Solving Crime: How a fingerprint and new biometric system helped police crack double murder in 6 hours
Prima facie, it appeared to be a case of a robbery gone wrong, and the police registered a murder case and began their investigation without any lead.

On December 18 last year, an elderly couple was found dead at their residence in Aurangabad’s Paithan town. The local police found Bhimrao Kharnal, 65, and his wife Shashikala, 60, had been strangled to death and that some of the jewellery owned by the woman was also missing from the house.
Prima facie, it appeared to be a case of a robbery gone wrong, and the police registered a murder case and began their investigation without any lead.
During their probe, residents of the area told the police that the couple did not have enmity with anyone.
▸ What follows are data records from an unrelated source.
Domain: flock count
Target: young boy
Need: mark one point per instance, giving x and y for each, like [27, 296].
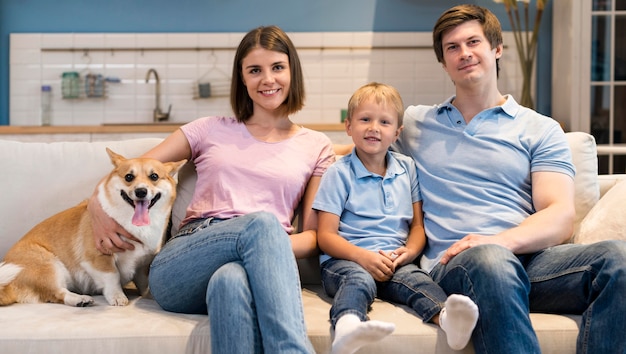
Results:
[370, 230]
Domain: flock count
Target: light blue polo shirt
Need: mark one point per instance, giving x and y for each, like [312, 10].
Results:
[375, 212]
[476, 177]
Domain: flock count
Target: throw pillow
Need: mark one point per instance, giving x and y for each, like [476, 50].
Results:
[584, 157]
[607, 219]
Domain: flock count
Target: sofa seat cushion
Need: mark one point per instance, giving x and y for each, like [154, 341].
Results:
[584, 157]
[143, 327]
[140, 327]
[607, 219]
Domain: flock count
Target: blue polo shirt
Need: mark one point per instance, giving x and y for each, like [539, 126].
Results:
[375, 212]
[476, 177]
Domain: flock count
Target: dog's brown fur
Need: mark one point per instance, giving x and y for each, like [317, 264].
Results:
[57, 261]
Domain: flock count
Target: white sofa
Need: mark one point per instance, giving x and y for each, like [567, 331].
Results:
[40, 179]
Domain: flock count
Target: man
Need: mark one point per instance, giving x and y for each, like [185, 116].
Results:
[498, 191]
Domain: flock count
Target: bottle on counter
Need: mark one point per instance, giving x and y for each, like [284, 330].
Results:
[46, 104]
[70, 84]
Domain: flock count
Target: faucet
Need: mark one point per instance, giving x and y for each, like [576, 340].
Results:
[158, 115]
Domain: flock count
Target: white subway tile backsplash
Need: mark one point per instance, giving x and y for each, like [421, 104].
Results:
[182, 40]
[88, 40]
[334, 65]
[55, 40]
[120, 40]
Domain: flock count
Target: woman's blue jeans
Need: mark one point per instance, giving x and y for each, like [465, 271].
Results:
[241, 271]
[353, 289]
[566, 279]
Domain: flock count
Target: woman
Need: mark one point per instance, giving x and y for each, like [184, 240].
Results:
[233, 257]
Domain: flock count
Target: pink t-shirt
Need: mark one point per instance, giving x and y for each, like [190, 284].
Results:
[238, 174]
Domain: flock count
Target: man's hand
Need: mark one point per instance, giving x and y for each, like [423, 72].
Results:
[467, 242]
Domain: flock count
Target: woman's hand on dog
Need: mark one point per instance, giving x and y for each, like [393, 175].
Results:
[106, 231]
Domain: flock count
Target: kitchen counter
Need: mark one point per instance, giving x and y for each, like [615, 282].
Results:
[123, 128]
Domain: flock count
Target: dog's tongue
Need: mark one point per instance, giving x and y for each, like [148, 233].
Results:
[141, 217]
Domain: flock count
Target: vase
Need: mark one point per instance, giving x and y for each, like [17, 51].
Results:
[526, 98]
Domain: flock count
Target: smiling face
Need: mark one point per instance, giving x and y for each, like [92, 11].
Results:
[467, 54]
[267, 77]
[373, 127]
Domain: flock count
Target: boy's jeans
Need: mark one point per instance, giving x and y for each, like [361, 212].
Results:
[354, 289]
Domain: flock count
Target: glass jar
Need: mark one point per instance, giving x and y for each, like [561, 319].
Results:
[46, 104]
[70, 84]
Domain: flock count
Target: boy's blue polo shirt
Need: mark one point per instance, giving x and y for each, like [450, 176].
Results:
[375, 211]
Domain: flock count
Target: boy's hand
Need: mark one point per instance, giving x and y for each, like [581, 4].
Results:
[399, 256]
[379, 266]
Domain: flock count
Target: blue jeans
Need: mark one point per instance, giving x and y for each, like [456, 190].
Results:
[241, 271]
[353, 289]
[568, 279]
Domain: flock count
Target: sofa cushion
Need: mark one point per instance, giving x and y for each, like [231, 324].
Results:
[607, 219]
[584, 157]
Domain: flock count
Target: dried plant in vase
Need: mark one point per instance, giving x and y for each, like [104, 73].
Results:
[525, 39]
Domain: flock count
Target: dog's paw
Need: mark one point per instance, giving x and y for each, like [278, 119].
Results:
[120, 300]
[78, 300]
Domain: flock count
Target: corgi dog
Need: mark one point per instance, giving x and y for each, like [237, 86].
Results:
[57, 260]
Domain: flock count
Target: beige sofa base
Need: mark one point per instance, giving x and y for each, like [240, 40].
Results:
[39, 179]
[143, 327]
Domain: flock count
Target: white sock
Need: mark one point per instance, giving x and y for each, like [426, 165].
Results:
[351, 333]
[458, 319]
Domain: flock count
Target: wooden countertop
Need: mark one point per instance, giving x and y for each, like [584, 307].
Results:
[123, 128]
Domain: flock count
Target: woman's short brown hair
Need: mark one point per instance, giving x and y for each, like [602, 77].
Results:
[270, 38]
[464, 13]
Moreover, nobody had seen anyone enter the couple’s house, and the area did not have CCTV cameras.
The police were groping in the dark until a fingerprint expert found a fingerprint in the murdered couple’s house. While this procedure is usually followed in all crime cases, this time around the police had a digital database to match it with.
The police used the latest software, the Automated Multi-modal Biometric Identification System (AMBIS), which was launched by the Maharashtra government just months before in May 2022. AMBIS has digital fingerprints and iris scans from crime scenes and of criminals arrested by the police in the past.
Within six hours, the system showed a match for the fingerprint with that of a man called Syed Asif, 27, a local resident who had been booked in a case in the past. Based on the match, the police tracked down Asif and placed him under arrest on charges of murder and robbery.
An officer said Asif told them he had intended to commit robbery and flee but the senior citizens resisted and started shouting for help. Worried he would be caught, Asif allegedly murdered the couple, added the officer.
Though the state police had access to physical fingerprints to match prints taken from other crime scenes, AMBIS had widened the scope and hastened the process. Around the time AMBIS was launched in Maharashtra over six lakh fingerprints from the 1950’s had been digitised by the state police.
An official said AMBIS, which is overseen by the CID, along with the expertise of fingerprint experts have helped them solve several property offences over the past year.